Sin embargo, mientras se bañaba junto a la orilla, Francisco A. d. S. de 42 años sufrió un desvanecimiento, que lo dejó inconsciente flotando sobre el agua poco profunda del mar. Eran las 12.45 horas del mediodía y casi de inmediato, uno de los muchos bañistas que a esa hora se encontraba en la playa intentó rescatar el cuerpo del hombre, ya prácticamente inerte.
En la orilla, los sanitarios del Servicio 061 que acudieron hasta la zona intentaron reanimar al hombre, practicándole la respiración asistida y las técnicas de reanimación. Pero los esfuerzos por revivirlo fueron inútiles y sólo pudieron certificar la muerte de Francisco. Al cabo de una hora, el cadáver fue trasladado al tanatorio, donde se le practicará la autopsia que determinará si la muerte fue por ahogamiento o por otras causas que le provocaron el desvanecimiento.
Vivía en la calle
José, el amigo del fallecido que lo acompañaba en la playa, recordaba ayer cómo Francisco «fue a bañarse sólo y de repente desapareció; no sé qué le ha podido pasar, porque estaba muy bien de salud y sabía nadar perfectamente». Este sin techo gaditano, con el que el ahogado compartía espacio en Santo Tomás, recordaba cómo Francisco «había trabajado cuando era más joven en la Marina; aunque en los últimos años se buscaba la vida como podía en la capital, porque, como yo, no podía trabajar» explicaba afectado por el accidente.

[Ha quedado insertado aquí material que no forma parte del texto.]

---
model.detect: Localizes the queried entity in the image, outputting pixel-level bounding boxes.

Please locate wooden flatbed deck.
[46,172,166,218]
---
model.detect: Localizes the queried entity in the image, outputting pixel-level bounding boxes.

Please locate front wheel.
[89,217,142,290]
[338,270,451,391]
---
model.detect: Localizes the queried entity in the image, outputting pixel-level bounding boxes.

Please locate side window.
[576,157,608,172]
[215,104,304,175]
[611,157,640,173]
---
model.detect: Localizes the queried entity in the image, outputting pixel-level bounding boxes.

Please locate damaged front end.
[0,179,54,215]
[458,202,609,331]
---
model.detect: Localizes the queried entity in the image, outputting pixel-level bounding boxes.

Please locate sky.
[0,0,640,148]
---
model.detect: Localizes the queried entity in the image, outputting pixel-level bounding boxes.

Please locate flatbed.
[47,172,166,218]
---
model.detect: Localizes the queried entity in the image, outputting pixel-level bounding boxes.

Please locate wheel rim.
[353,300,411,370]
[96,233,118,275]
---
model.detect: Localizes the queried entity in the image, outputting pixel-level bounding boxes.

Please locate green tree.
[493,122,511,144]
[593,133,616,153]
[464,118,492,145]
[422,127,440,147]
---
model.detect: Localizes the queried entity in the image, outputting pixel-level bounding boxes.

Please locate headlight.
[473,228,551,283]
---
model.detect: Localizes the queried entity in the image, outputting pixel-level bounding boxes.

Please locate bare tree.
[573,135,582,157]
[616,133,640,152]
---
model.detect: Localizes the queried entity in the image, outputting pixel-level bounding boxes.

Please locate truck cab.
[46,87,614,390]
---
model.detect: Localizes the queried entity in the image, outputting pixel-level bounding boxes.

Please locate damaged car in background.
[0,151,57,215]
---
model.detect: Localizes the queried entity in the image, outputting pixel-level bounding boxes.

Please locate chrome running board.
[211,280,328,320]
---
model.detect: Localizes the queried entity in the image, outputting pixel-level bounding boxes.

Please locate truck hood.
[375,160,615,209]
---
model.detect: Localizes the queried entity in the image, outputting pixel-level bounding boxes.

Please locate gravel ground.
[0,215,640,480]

La de ayer es la tercera muerte por ahogamiento que se produce en las playas de Cádiz en el último mes y medio, aunque las circunstancias de los tres sucesos son bien distintos. El último se produjo el pasado 2 de junio en la playa de Santa María del Mar, cuando un hombre de 72 años se hundió, al parecer, arrastrado por una corriente, mientras se bañaba junto a un espigón.
El anterior tuvo lugar justo un mes antes, el 2 de mayo; aunque en aquel caso, el fallecido era un joven de 24 años, experimentado en el buceo, que sufrió un accidente al quedar atrapado en los amarres de una embarcación que arreglaba, fondeada en la playa de La Caleta.